If you keep the daily csv's in a separate folder you can add a Python shutdown script to delete all files in that folder when the workspace is done. Alternatively you can use a SystemCaller to do the same thing via a command line.
That way it'll make sure no daily file is processed more than once.
Thank you for your quick response!
Unfortunately, the data belongs to a different department so I wont be able to delete anything or amend the file structure.

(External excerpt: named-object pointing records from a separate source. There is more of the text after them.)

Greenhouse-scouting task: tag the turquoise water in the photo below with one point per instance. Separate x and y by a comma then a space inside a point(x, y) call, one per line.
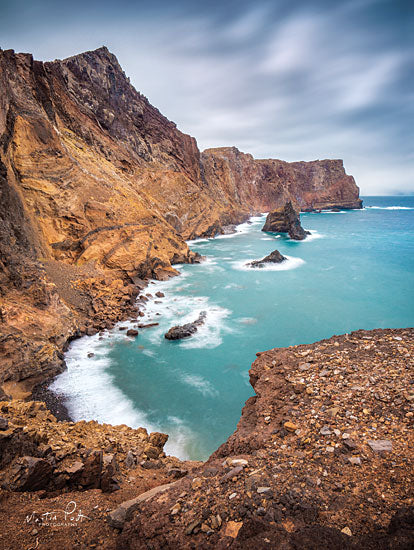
point(355, 271)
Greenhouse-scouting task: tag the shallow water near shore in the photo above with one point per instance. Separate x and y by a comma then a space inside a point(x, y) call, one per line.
point(354, 271)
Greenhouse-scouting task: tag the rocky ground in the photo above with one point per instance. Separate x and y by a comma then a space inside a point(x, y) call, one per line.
point(322, 458)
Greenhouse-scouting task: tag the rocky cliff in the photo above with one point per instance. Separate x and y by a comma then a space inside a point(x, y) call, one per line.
point(322, 458)
point(99, 191)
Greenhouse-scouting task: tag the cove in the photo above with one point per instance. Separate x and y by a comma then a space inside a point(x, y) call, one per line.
point(354, 271)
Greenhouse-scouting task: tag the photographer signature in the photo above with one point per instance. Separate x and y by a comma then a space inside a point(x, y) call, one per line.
point(69, 515)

I was wondering if there was a way more to check the names of the files that have already been read and saved to the merged file (if I add fme basename) and get it to only read those which have not. I could read the output file and retrieve the basenames that exist (get unique values through something like a Duplicate filter). However, I don't know how I can tell a reader only to read certain files (the ones where the basename does not appear in the duplicate filer) - is there a way to pass a list of files to the reader?
Thank you for your help
Thank you for your quick response!
Unfortunately, the data belongs to a different department so I wont be able to delete anything or amend the file structure.
I was wondering if there was a way more to check the names of the files that have already been read and saved to the merged file (if I add fme basename) and get it to only read those which have not. I could read the output file and retrieve the basenames that exist (get unique values through something like a Duplicate filter). However, I don't know how I can tell a reader only to read certain files (the ones where the basename does not appear in the duplicate filer) - is there a way to pass a list of files to the reader?
Thank you for your help
Well, that makes things a bit more complicated. You can keep a log of your own of files you've already processed and then use a File/Directory Path reader to get a list of files first, compare that list to yours and then only process the ones you haven't done yet. Instead of using a CSV reader in your workspace you'll have to use a FeatureReader so you can still do the whole thing in a single workspace.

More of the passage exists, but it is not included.